RED FLAGS TO MONITOR
- Margin Compression: Any sequential decline in operating margins below 30% would raise concerns about sustainability.
- Revenue Growth Deceleration: QoQ revenue growth slowing below 2-3% could signal demand weakness.
- Regulatory Actions: Warning letters or import alerts from US FDA on manufacturing facilities.
- Promoter Stake Reduction: Any significant decline in promoter holding below 45% would be a negative signal.
- Working Capital Deterioration: Sharp increases in receivables or inventory days indicating collection or demand issues.
The pharmaceutical sector's long-term growth drivers remain intact—ageing populations, rising healthcare spending in emerging markets, and the ongoing shift towards generic medicines in developed markets. Lupin's positioning across these growth vectors, combined with its improving operational metrics, provides a favourable backdrop for continued value creation.
The Verdict: Compelling Turnaround Story at Attractive Valuations
Score: 87/100
For Fresh Investors: Lupin presents an excellent opportunity to participate in a quality pharmaceutical turnaround story at reasonable valuations.

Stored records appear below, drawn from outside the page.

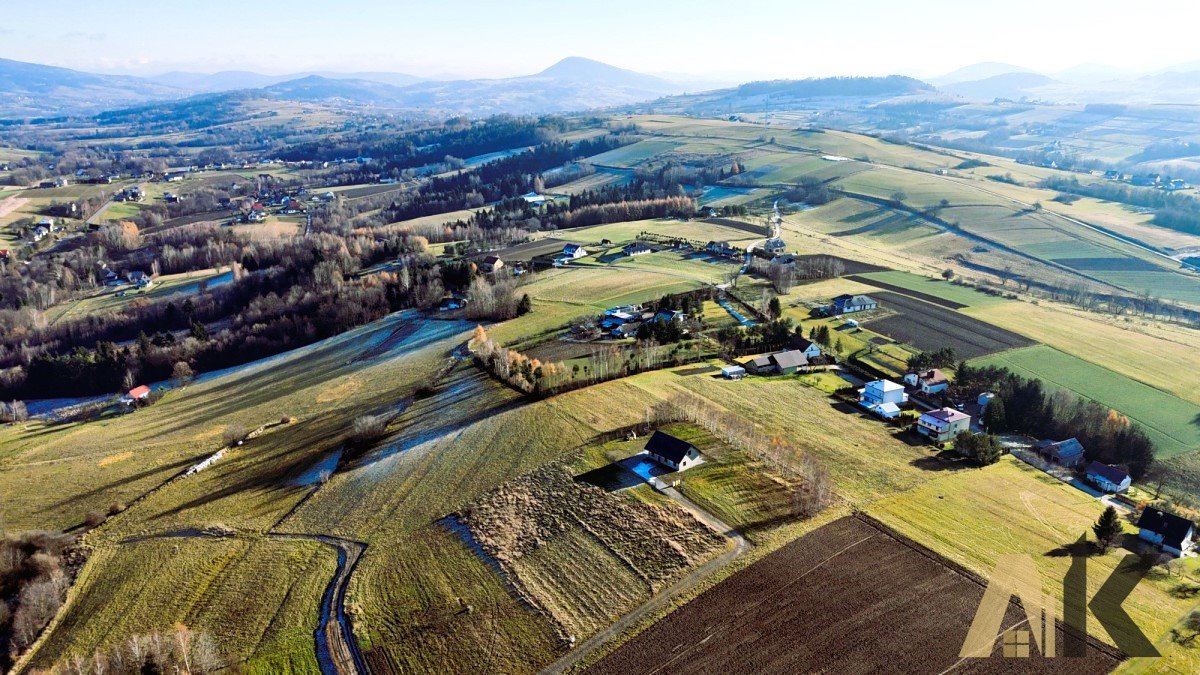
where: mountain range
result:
[0,56,688,118]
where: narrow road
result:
[541,480,750,675]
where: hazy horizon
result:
[7,0,1200,82]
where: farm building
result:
[787,335,821,360]
[904,368,950,394]
[829,293,880,313]
[479,256,504,274]
[721,365,746,380]
[1033,438,1084,466]
[121,384,150,406]
[917,408,971,443]
[646,431,700,471]
[1087,461,1130,492]
[1138,508,1195,556]
[768,350,809,375]
[858,380,908,408]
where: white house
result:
[788,335,821,360]
[721,365,746,380]
[904,368,950,395]
[858,380,908,408]
[1138,508,1196,556]
[917,408,971,443]
[1087,461,1130,492]
[646,431,701,471]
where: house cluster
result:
[704,241,743,258]
[721,335,821,380]
[554,244,588,267]
[1104,171,1192,192]
[824,293,880,316]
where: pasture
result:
[866,456,1200,673]
[588,516,1118,674]
[974,345,1200,458]
[863,291,1033,359]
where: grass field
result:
[866,458,1200,673]
[976,345,1200,458]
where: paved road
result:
[542,480,750,675]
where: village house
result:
[1138,507,1195,556]
[721,365,746,380]
[646,431,701,471]
[479,256,504,274]
[121,384,150,406]
[858,380,908,408]
[904,368,950,395]
[1033,438,1084,467]
[917,408,971,443]
[1087,461,1130,492]
[829,293,880,315]
[787,335,821,360]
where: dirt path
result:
[541,488,750,675]
[270,534,367,675]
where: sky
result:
[0,0,1200,82]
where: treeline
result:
[954,363,1154,479]
[0,532,79,673]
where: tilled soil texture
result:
[863,291,1037,359]
[589,516,1121,675]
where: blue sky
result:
[0,0,1200,79]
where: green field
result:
[973,345,1200,458]
[866,458,1200,673]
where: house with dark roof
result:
[917,408,971,443]
[787,335,821,360]
[829,293,880,313]
[1138,507,1196,556]
[1087,461,1130,492]
[646,431,701,471]
[1033,438,1084,466]
[768,350,809,375]
[904,368,950,394]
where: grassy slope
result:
[972,345,1200,458]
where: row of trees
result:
[954,363,1154,479]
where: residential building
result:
[479,256,504,274]
[858,380,908,407]
[1033,438,1084,467]
[904,368,950,395]
[829,293,880,315]
[787,335,821,360]
[646,431,701,471]
[1087,461,1130,492]
[721,365,746,380]
[917,408,971,443]
[1138,507,1195,556]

The combination of record profitability, exceptional ROE improvement to 22.03%, operating margin expansion to 33.63%, and a 35% valuation discount to the industry creates a compelling risk-reward proposition. Fresh accumulation is recommended with a 12-18 month investment horizon, building positions on any dips towards ₹2,250-2,300 levels.

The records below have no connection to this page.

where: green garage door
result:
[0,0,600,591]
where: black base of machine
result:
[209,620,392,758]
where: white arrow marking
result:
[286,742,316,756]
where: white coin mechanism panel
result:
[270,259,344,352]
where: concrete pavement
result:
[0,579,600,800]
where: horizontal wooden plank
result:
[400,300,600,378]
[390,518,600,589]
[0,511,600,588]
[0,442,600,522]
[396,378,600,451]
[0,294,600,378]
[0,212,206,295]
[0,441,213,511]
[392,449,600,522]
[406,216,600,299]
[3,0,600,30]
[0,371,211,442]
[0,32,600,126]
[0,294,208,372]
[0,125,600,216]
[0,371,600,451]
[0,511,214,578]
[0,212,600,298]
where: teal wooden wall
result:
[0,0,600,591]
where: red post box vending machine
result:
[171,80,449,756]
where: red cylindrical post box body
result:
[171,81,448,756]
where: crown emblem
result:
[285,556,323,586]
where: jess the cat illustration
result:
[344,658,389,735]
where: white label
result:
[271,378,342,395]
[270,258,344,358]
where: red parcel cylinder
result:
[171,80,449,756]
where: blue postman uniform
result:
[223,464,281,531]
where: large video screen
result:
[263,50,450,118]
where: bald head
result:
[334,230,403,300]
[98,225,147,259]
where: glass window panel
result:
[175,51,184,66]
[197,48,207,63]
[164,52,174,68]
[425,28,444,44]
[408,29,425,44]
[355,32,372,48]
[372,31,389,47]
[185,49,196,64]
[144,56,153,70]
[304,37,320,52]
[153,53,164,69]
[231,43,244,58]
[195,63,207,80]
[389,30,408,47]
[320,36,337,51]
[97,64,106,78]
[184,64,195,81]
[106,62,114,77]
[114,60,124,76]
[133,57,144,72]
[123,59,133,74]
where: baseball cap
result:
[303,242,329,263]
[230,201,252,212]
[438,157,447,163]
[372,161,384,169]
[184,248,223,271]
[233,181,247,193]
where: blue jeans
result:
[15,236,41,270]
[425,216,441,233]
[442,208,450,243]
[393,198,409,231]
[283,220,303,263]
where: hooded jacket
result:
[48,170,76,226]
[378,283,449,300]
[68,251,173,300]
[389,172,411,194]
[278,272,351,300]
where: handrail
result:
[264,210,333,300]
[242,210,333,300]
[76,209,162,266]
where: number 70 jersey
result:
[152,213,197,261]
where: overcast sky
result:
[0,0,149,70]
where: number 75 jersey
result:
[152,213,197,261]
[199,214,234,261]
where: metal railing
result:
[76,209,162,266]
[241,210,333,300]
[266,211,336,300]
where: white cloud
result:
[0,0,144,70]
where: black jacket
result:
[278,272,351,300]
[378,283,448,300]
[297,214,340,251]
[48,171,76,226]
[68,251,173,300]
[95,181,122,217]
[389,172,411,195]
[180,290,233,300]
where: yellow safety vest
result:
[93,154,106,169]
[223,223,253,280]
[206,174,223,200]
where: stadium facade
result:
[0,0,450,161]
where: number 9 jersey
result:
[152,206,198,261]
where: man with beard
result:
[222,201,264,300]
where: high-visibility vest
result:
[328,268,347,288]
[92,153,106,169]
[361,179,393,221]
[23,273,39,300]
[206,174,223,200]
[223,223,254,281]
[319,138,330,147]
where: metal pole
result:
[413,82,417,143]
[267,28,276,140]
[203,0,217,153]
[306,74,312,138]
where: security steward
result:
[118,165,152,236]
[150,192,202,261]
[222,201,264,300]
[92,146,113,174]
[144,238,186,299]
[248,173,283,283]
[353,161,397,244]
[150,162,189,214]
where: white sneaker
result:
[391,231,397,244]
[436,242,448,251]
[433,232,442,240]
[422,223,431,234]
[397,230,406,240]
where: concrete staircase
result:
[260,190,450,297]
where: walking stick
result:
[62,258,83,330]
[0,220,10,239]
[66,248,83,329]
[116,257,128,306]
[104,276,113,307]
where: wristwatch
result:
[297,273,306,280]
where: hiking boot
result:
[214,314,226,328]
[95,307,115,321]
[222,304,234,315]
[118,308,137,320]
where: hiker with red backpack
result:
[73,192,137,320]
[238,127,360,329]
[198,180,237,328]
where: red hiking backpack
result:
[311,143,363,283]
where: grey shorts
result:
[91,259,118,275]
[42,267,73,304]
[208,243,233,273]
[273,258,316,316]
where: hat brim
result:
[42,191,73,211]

For Existing Holders: Continue holding with conviction. The Q4 FY26 results validate the sustainability of the turnaround, and the stock's technical strength (trading above all moving averages) supports the bullish narrative. Existing investors should maintain full positions and consider averaging up on strength, as the valuation gap versus peers provides significant upside potential for multiple expansion.
Fair Value Estimate: ₹2,750-2,850 (16-20% upside from current levels), based on 28-30x P/E on FY27 estimated earnings, representing convergence towards industry average multiples as the market gains confidence in earnings sustainability.
Note— ROCE = (EBIT - Other income)/(Capital Employed - Cash - Current Investments)
⚠️ Investment Disclaimer
This article is for educational and informational purposes only and should not be construed as financial advice. Investors should conduct their own due diligence, consider their risk tolerance and investment objectives, and consult with a qualified financial advisor before making any investment decisions. Past performance is not indicative of future results. Investments in equity markets are subject to market risks, and investors may lose part or all of their invested capital.